Training and certifications are critical to industry but often lack hands-on experience. This project is designed to bridge the gap from theory to practice. Project goals include: (i) developing hands-on laboratory exercises as a supplement for year-1 course material on ethical hacking; and (ii) training InfoSec professionals who require good understanding and proven capability in ethical hacking.
Project outcomes inclued: (i) lab modules corresponding to theoretical underpinnings for various core knowledge units of Ethical Hacking; (ii) separate instructor-led and student practice activities; (iii) solutions for both instructor-led and student practice lab activities; and (iv) assessment for measuring student learning outcomes for each module, with solutions.

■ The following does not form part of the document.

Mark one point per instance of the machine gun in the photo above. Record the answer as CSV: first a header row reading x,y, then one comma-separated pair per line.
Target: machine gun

Project Website: http://csis.gmu.edu/ehc/
To improve the security of complex networked systems and develop effective network hardening strategies, it is critical to consider the potential impact of zero-day vulnerabilities. Although known attack patterns can be easily modeled, handling zero-day vulnerabilities is inherently difficult due to their unpredictable nature. In fact, current approaches to network hardening only consider known vulnerabilities. As a consequence, the resulting hardening recommendations may be unrealistic and far from optimal. Additionally, most existing approaches assume that complete attack graphs have been generated, which may be unfeasible in practice for large networks. To overcome these limitations, we propose a goal-centric approach to network hardening that takes into account both known and zero-day vulnerabilities and only requires partial attack graphs. First, we propose to develop polynomial algorithms that, starting from a set of hardening goals, can build the partial attack graph that is relevant for the attacker to reach one of those goals. These algorithms must analyze known vulnerabilities and also hypothesize potential zero-day vulnerabilities. Second, leveraging our previous work on network hardening, we will develop polynomial algorithms that can identify sets of configuration changes that would prevent the attacker from reaching any of the goals considered.